Не стыдиться и не жаловаться «публике», что тебя ущипнули и укусили, а доказать аргументировано, уверенно, с толком, чувством, расстановкой, что здоровый организм сухого древа сумасшедшей теории или столь же безумной практики древа жизни только рад таким критическим укусам и щипкам; потому и расцветают от того пышным цветом и плодоносят неведомыми плодами дерева предложенной теории и практики в едином жизненном порыве.

Спектакль так спектакль – такова научная жизнь, сродни театрально-спортивной. И век настоящих ученых, в отличие академических прохиндеев-пустоцветов, спрятавшихся за степени и звания, лауреатские регалии и боящихся пуще огня общения со смешливо-злобной публикой, – невероятно короток. Как у спортсменов, тех же спринтеров или высотников, или актеров, первых любовников. Знамо дело, нельзя же ходить в «первых любовниках» у всевидящей и все слышащей публики со вставными зубами, пузом, с заиканием и провалами памяти после того, как голого героя какое-то количество лет тому назад застукали мужья-рогоносцы на балконах ветреных красавиц жен-изменщиц.
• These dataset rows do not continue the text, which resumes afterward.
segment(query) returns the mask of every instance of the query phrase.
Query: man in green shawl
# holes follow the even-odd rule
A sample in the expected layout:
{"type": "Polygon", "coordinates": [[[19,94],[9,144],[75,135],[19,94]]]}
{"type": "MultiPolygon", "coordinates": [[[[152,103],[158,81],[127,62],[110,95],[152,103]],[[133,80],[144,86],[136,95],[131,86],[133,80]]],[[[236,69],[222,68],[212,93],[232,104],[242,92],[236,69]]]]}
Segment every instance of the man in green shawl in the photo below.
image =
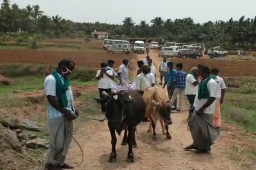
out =
{"type": "Polygon", "coordinates": [[[200,71],[203,79],[191,108],[193,113],[188,119],[193,143],[184,149],[195,149],[198,153],[206,153],[211,151],[211,145],[219,135],[212,125],[218,85],[212,78],[208,67],[201,65],[200,71]]]}
{"type": "Polygon", "coordinates": [[[75,109],[73,96],[67,77],[72,73],[75,63],[63,60],[57,69],[44,80],[47,99],[48,124],[51,136],[46,170],[72,169],[64,163],[73,133],[73,120],[79,115],[75,109]]]}

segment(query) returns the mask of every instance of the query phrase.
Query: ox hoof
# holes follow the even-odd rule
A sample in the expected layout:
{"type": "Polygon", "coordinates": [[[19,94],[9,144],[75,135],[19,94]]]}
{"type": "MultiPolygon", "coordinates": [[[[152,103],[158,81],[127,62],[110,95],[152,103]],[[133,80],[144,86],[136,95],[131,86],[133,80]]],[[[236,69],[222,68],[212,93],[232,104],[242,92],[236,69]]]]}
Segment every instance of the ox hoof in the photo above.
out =
{"type": "Polygon", "coordinates": [[[125,141],[122,141],[122,143],[121,143],[121,145],[122,145],[122,146],[127,145],[127,142],[125,142],[125,141]]]}
{"type": "Polygon", "coordinates": [[[152,139],[153,141],[156,141],[157,140],[157,136],[153,136],[153,137],[152,137],[152,139]]]}
{"type": "Polygon", "coordinates": [[[126,162],[128,163],[134,163],[135,162],[134,159],[133,158],[127,158],[126,162]]]}
{"type": "Polygon", "coordinates": [[[108,162],[113,163],[116,162],[116,158],[115,157],[110,157],[108,159],[108,162]]]}
{"type": "Polygon", "coordinates": [[[166,138],[168,140],[170,140],[172,139],[172,136],[170,135],[166,135],[166,138]]]}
Избавь научный мир от конференций и презентаций, и этот мир бурного и яркого театрального действа много потеряют из-за отсутствия живого общения языков и интеллектов, новых плодоносящих контактов, бурлящих эмоций, подпитки слабеющих с возрастом любопытно-познавательных и изобретательских сил. Верящие в силу двусмысленного афоризма «время – деньги», конечно, должны были бы из-за нежелания тратить драгоценное время на участие в шумных многочасовых спектаклях, ограничиться коротким комфортным Интернет-общением при привязке каждого из общающихся к месту из экономии времени. Только ведь иногда занятой научной братии не стоит слишком экономить на времени, ибо кто знает, кроме Господа, будешь ли ты автор со своим докладом, демонстрацией своих знаний и полученных результатов интересен публике, а в широком смысле, научному сообществу, социуму вообще или через какой-то срок? Век-то твой, как у спортсменов и героев-любовников короток – и ни тебе аплодисментов, переходящих в овации после презентации, и ни тебе даже рядового приглашения на веселый праздник жизни… Вряд ли смешливо-злобной публике слишком интересно знать, как некогда первый герой-любовник былых театрализованных научных презентаций жалобно скулит со сцены при свете рамп на свою профессиональную импотенцию и просит совета, где бы ему раздобыть пару свежих жизнеутверждающих идей, как полезной для здоровья двух бутылочек сахарной водицы от половозрелого бессилия, когда научный труд и его результат ничего не стоит, когда не стоит, пардон, то, что должно стоять верно и крепко вопреки всем обстоятельствам жизни…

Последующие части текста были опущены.